Dies geschah auf unzähligen Arbeitsstraßen, die keinem Muster folgend auf verschiedenen Ebenen das riesige Habitat durchzogen, wie Adern organisches Gewebe. Der obere Teil der Fabrik mündete in hohen Stalakmiten, die von den Geonosianern errichtet worden waren, um die dunklen Rauchschwaden und den brühenden Wasserdampf an die Oberfläche abzuleichten, doch waren diese ‚Abzüge’ hoffnungslos überfordert.

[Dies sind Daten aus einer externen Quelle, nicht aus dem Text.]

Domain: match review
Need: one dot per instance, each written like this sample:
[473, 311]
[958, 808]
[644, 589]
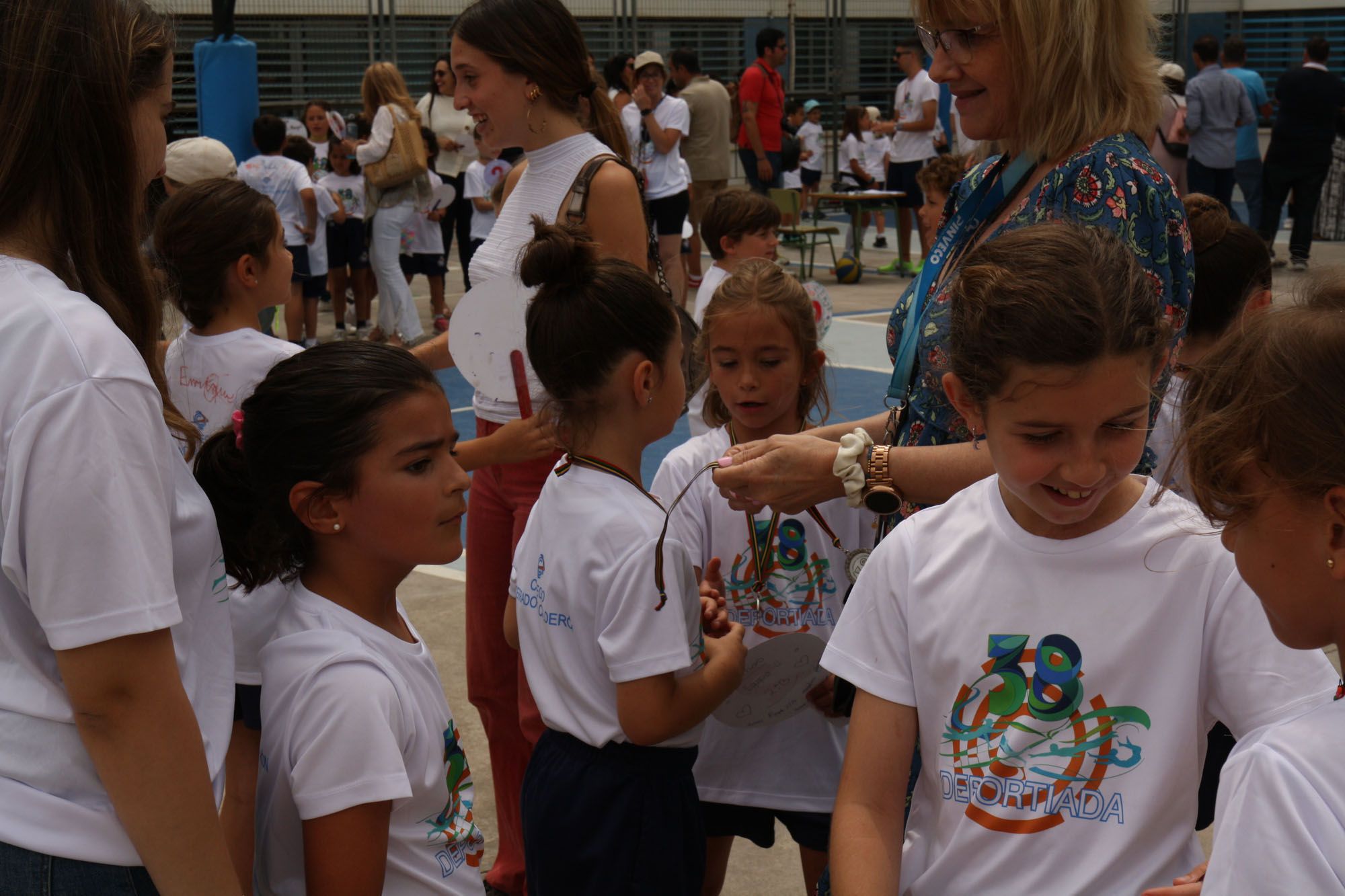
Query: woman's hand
[786, 473]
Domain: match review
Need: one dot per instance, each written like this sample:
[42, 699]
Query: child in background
[878, 155]
[424, 252]
[1233, 280]
[291, 188]
[606, 611]
[761, 345]
[314, 287]
[1262, 430]
[475, 190]
[348, 256]
[340, 478]
[812, 155]
[736, 225]
[223, 248]
[319, 135]
[1062, 635]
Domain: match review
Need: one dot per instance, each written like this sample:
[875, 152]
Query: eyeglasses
[956, 42]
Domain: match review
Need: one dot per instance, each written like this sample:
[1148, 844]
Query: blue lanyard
[984, 201]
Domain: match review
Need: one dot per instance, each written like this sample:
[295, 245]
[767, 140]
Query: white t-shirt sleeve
[345, 744]
[85, 471]
[870, 646]
[1268, 809]
[637, 639]
[1252, 678]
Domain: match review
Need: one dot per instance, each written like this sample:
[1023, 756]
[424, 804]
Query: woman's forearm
[145, 740]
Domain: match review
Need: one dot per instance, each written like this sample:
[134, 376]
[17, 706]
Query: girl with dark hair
[338, 478]
[453, 130]
[607, 614]
[523, 73]
[115, 639]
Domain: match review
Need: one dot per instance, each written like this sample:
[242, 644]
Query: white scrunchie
[848, 467]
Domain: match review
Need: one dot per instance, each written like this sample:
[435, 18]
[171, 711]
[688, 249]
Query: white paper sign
[779, 674]
[489, 323]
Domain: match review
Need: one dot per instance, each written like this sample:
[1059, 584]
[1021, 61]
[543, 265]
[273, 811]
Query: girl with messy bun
[1233, 280]
[606, 610]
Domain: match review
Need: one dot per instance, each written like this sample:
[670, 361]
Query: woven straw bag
[406, 159]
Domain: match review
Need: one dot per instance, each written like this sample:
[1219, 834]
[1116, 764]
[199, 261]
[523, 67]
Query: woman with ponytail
[115, 639]
[523, 73]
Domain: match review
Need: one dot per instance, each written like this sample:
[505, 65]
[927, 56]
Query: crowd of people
[1016, 626]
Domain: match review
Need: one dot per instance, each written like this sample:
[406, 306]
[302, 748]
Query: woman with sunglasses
[457, 150]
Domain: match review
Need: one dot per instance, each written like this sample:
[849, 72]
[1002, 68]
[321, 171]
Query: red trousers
[501, 499]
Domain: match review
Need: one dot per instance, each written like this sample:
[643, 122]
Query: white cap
[197, 159]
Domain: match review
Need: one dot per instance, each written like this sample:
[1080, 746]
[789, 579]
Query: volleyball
[848, 270]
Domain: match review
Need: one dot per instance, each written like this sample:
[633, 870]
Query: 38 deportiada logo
[1026, 751]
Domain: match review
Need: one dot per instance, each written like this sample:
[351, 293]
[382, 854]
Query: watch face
[882, 501]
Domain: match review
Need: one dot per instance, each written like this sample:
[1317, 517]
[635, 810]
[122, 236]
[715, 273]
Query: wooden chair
[806, 236]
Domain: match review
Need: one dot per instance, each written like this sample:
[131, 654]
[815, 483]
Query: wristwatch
[880, 495]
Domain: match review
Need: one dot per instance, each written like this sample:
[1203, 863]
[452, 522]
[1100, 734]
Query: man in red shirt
[762, 99]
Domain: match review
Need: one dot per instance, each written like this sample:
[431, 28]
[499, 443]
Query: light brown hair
[89, 63]
[385, 87]
[1269, 395]
[759, 283]
[1051, 295]
[1082, 69]
[735, 214]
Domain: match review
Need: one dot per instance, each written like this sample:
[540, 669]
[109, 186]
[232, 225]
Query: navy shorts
[301, 256]
[902, 175]
[808, 829]
[346, 244]
[423, 263]
[614, 819]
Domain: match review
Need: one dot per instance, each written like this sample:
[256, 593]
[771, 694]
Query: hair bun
[1207, 218]
[559, 256]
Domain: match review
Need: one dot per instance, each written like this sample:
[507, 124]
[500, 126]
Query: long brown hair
[71, 73]
[543, 41]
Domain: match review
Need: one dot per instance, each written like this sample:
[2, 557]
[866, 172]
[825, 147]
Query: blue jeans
[748, 158]
[28, 873]
[1247, 173]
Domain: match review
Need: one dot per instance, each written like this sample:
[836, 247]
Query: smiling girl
[1059, 637]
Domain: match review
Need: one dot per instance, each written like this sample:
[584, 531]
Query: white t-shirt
[352, 192]
[427, 239]
[664, 175]
[588, 614]
[1079, 774]
[913, 93]
[806, 584]
[209, 378]
[851, 150]
[1282, 794]
[353, 715]
[104, 533]
[875, 150]
[474, 188]
[715, 275]
[810, 135]
[282, 179]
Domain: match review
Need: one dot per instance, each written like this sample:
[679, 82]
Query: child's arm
[661, 706]
[868, 819]
[348, 852]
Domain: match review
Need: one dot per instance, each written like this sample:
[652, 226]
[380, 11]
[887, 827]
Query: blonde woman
[388, 103]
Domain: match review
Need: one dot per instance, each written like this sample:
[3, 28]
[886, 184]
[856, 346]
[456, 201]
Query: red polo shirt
[767, 91]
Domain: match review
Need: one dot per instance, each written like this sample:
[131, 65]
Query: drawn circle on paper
[489, 323]
[779, 674]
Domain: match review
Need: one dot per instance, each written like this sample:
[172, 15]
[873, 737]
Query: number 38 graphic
[1052, 693]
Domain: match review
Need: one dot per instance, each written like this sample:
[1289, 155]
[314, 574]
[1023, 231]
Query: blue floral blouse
[1112, 184]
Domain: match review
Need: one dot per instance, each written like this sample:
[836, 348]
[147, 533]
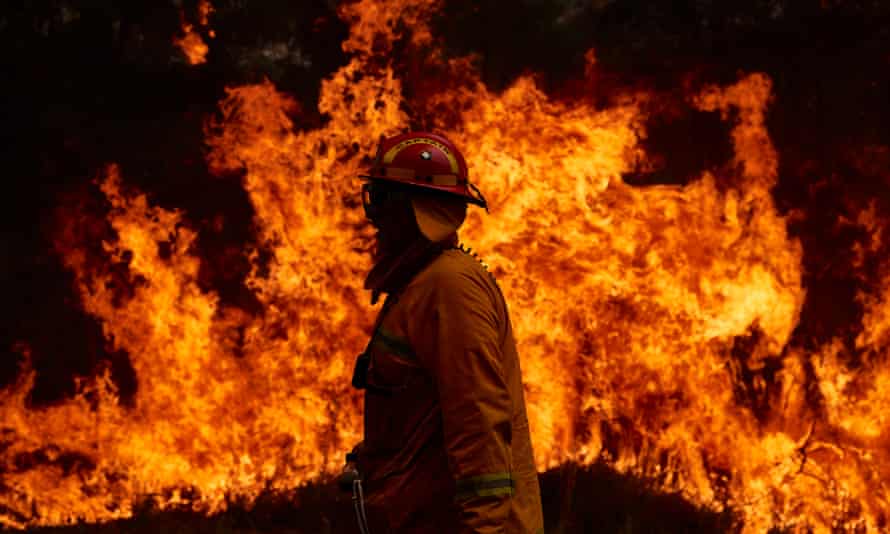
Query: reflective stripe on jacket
[447, 445]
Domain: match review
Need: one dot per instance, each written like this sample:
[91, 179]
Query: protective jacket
[447, 446]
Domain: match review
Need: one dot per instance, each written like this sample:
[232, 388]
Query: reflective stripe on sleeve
[394, 344]
[484, 486]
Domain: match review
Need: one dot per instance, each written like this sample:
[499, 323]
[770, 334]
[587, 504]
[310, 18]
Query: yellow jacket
[447, 445]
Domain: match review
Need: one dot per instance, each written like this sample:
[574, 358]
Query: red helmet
[424, 160]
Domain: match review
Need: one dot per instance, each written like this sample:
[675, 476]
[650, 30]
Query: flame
[654, 324]
[190, 42]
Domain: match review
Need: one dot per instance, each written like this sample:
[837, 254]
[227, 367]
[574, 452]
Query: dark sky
[91, 82]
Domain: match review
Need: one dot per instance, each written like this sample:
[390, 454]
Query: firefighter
[446, 439]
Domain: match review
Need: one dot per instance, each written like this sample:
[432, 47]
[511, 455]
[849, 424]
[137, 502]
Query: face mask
[378, 199]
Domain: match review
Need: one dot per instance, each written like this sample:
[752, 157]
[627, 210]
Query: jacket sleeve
[457, 341]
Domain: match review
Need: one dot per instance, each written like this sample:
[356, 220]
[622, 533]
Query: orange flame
[631, 307]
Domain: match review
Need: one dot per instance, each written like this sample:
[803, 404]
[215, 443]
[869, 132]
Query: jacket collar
[393, 272]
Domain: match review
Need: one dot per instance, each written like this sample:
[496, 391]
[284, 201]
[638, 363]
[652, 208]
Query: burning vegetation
[698, 277]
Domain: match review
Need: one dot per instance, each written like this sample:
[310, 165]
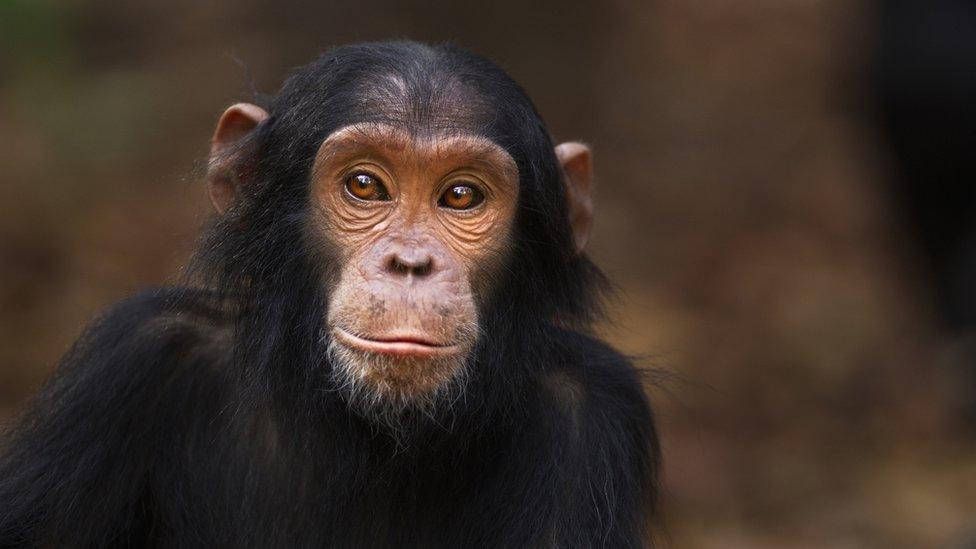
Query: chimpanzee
[384, 341]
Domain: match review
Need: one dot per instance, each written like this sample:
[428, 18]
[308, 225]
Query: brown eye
[461, 197]
[366, 187]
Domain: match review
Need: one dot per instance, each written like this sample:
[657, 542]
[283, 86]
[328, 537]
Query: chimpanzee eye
[461, 197]
[366, 187]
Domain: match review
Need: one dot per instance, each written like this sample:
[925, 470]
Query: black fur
[204, 415]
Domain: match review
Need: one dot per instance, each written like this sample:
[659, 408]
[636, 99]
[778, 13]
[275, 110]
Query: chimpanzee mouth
[403, 345]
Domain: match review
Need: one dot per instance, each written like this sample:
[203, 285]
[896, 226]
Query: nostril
[409, 266]
[424, 268]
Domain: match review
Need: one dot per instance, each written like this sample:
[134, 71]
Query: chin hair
[375, 387]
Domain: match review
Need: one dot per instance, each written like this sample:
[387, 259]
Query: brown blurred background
[811, 389]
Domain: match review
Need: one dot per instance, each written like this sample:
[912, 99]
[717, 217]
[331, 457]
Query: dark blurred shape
[924, 79]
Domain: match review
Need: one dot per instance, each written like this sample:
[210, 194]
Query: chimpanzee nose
[410, 262]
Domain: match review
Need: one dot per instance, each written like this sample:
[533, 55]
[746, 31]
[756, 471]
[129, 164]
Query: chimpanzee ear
[224, 176]
[577, 165]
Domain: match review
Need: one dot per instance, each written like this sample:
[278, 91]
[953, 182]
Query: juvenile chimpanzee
[384, 341]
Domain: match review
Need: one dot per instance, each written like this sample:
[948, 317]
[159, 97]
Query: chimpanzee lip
[407, 344]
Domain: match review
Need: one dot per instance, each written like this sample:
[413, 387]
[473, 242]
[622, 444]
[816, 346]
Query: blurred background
[784, 201]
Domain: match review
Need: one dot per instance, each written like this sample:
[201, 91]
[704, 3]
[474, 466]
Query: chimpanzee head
[405, 203]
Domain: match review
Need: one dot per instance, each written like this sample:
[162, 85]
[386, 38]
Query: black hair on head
[421, 89]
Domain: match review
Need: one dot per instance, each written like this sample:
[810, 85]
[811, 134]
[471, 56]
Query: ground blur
[806, 392]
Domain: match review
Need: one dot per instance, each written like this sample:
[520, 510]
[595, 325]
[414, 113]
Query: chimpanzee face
[415, 225]
[419, 223]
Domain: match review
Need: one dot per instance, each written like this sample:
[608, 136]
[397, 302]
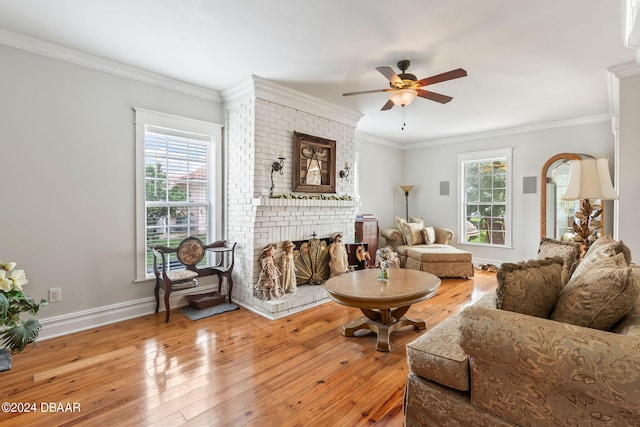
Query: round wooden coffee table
[383, 303]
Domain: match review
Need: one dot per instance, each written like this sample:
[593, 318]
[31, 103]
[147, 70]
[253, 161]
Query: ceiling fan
[405, 87]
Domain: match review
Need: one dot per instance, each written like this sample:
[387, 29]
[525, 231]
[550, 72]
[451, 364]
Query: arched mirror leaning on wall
[556, 214]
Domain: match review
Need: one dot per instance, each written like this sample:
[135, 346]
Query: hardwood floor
[233, 369]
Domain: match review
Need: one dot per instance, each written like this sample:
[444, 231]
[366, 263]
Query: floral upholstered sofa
[424, 248]
[543, 349]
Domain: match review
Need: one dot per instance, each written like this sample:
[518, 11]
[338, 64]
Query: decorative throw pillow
[599, 297]
[429, 235]
[416, 220]
[530, 287]
[568, 251]
[608, 241]
[413, 233]
[604, 247]
[400, 222]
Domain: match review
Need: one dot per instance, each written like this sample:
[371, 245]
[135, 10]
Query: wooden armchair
[189, 253]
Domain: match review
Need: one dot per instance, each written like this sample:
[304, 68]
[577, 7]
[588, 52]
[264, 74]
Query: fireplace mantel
[267, 201]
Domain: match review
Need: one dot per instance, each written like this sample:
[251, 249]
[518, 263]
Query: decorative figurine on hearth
[289, 283]
[363, 258]
[387, 254]
[268, 286]
[339, 260]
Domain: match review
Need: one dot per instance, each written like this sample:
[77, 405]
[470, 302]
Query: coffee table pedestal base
[383, 322]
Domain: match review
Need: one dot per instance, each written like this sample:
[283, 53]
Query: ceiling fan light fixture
[403, 97]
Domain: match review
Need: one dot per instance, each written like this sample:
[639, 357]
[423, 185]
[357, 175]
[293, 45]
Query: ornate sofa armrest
[562, 362]
[443, 235]
[393, 236]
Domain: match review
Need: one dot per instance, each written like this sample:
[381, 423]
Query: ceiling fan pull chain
[404, 121]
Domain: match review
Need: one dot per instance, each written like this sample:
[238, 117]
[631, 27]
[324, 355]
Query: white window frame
[480, 156]
[146, 118]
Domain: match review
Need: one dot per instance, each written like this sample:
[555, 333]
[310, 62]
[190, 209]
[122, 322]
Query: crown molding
[627, 69]
[366, 138]
[55, 51]
[258, 87]
[511, 131]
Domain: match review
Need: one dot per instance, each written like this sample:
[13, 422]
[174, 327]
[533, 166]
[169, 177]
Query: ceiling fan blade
[449, 75]
[389, 74]
[443, 99]
[366, 91]
[387, 106]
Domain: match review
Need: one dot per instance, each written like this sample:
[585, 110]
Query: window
[485, 205]
[177, 174]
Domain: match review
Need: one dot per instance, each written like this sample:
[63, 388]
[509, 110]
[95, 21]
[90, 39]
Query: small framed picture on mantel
[314, 164]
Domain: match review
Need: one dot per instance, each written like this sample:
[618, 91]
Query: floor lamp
[589, 180]
[406, 189]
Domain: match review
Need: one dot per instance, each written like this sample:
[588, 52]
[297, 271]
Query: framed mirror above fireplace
[314, 164]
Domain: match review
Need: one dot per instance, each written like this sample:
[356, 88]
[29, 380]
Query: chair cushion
[181, 275]
[604, 247]
[530, 287]
[569, 251]
[429, 235]
[413, 233]
[190, 251]
[600, 297]
[438, 253]
[436, 355]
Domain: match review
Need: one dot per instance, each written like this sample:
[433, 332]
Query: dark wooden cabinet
[367, 232]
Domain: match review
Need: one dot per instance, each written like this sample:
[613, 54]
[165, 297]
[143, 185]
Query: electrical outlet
[55, 294]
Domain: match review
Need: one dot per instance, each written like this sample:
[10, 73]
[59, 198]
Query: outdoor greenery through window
[486, 200]
[177, 190]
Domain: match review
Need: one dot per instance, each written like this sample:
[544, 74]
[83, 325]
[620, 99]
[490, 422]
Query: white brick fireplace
[261, 119]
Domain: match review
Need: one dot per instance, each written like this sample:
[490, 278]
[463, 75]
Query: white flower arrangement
[15, 333]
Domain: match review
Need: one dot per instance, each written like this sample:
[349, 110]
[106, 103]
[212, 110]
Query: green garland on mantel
[310, 197]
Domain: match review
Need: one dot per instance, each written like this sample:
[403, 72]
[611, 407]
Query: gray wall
[67, 170]
[426, 167]
[381, 173]
[629, 154]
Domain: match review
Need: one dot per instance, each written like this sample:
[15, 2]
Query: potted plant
[15, 333]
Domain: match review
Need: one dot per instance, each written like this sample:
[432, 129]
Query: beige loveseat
[493, 367]
[427, 249]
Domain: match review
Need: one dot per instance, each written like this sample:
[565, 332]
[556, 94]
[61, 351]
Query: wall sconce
[276, 167]
[344, 174]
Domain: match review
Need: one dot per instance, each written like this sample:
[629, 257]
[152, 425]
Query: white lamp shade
[403, 97]
[590, 179]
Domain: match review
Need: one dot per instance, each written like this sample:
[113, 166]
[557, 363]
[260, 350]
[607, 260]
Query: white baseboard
[82, 320]
[480, 261]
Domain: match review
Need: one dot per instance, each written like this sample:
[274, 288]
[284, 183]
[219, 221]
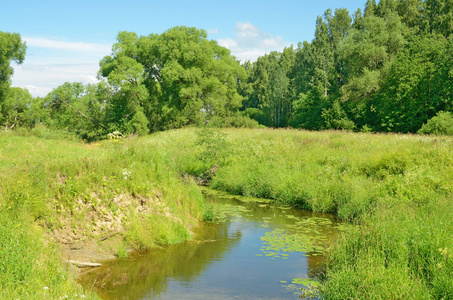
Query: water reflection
[227, 259]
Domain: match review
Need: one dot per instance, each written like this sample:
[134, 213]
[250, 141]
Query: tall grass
[396, 188]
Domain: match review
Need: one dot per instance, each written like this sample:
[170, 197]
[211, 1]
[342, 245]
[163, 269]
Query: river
[252, 250]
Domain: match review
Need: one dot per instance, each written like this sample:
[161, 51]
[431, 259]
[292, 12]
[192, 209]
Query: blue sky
[66, 39]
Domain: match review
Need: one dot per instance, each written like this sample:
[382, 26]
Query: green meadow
[395, 189]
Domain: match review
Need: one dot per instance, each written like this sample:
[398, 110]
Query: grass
[50, 186]
[397, 189]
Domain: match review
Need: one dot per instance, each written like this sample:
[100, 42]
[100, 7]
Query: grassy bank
[57, 194]
[396, 188]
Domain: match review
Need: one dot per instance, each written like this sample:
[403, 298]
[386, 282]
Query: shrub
[441, 124]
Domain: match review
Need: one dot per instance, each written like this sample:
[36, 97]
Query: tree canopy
[385, 68]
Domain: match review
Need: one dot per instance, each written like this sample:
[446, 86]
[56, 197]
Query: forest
[387, 68]
[68, 194]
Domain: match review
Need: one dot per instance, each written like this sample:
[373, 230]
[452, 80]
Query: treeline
[387, 69]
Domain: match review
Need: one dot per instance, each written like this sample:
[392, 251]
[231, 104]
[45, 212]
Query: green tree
[14, 110]
[175, 79]
[12, 48]
[77, 108]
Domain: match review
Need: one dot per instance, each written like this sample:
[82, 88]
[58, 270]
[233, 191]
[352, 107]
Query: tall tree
[12, 48]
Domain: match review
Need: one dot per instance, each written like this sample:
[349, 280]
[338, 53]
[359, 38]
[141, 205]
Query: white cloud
[213, 31]
[250, 42]
[91, 48]
[50, 62]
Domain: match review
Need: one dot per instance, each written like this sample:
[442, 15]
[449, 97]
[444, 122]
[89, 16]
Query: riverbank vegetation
[59, 195]
[395, 188]
[386, 69]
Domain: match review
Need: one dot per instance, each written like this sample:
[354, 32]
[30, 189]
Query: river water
[253, 250]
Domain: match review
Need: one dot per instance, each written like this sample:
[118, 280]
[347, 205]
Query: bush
[441, 124]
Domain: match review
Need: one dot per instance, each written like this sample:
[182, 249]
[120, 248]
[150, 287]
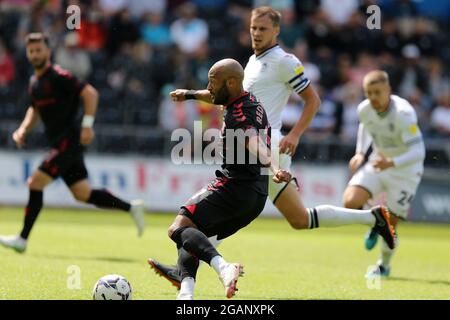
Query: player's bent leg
[172, 273]
[185, 234]
[386, 255]
[355, 197]
[291, 207]
[81, 190]
[36, 184]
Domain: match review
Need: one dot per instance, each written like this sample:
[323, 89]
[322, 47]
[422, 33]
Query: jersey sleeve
[410, 131]
[291, 72]
[412, 138]
[68, 81]
[29, 98]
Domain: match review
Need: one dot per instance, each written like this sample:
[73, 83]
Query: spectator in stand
[438, 81]
[122, 29]
[155, 31]
[92, 34]
[339, 13]
[189, 32]
[440, 117]
[71, 57]
[349, 121]
[176, 114]
[291, 31]
[140, 7]
[301, 50]
[112, 7]
[7, 70]
[422, 105]
[414, 76]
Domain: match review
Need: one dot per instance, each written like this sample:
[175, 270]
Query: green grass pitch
[280, 263]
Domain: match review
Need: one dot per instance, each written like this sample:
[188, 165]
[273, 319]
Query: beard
[38, 65]
[222, 95]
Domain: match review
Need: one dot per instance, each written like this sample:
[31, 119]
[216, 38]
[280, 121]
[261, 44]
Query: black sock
[32, 210]
[187, 264]
[195, 242]
[104, 199]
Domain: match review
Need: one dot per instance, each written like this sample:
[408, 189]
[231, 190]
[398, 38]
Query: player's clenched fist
[86, 136]
[355, 162]
[282, 176]
[179, 94]
[19, 137]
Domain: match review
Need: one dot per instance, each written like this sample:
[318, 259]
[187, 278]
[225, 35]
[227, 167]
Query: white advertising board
[161, 184]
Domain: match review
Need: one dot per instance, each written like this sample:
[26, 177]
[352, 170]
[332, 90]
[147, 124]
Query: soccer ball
[112, 287]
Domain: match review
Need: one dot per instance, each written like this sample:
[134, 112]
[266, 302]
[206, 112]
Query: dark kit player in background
[54, 99]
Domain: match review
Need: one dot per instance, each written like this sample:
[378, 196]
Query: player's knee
[34, 184]
[171, 230]
[298, 224]
[81, 195]
[351, 201]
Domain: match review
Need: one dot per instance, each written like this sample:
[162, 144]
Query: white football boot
[185, 296]
[137, 212]
[14, 242]
[229, 277]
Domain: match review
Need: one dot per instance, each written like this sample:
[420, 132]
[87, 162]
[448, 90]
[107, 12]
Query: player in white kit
[272, 75]
[395, 166]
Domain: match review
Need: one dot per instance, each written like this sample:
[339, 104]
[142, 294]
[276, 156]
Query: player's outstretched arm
[185, 94]
[312, 104]
[89, 95]
[29, 122]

Die Hitze in dieser Hölle aus Stahl und Lärm war entsprechend unerträglich – für Humanoide – und stieg nicht selten auf über 50 °C, selbst auf den unteren Ebenen. Nur dort unten zwischen den schattigen Felssäulen der Höhle waren noch geonosianische Drohnenarbeiter in die Produktion involviert, doch hatten die Hitze und die regelmäßigen Funkenschauer aus höheren Ebenen deren Flügel stark versengt und die ohnehin spröde Haut an vielen Stellen bersten lassen. Die Insektoiden trugen ihr Schicksal, indem sie lethargisch weiterarbeiteten und die offensichtliche Qual erduldeten.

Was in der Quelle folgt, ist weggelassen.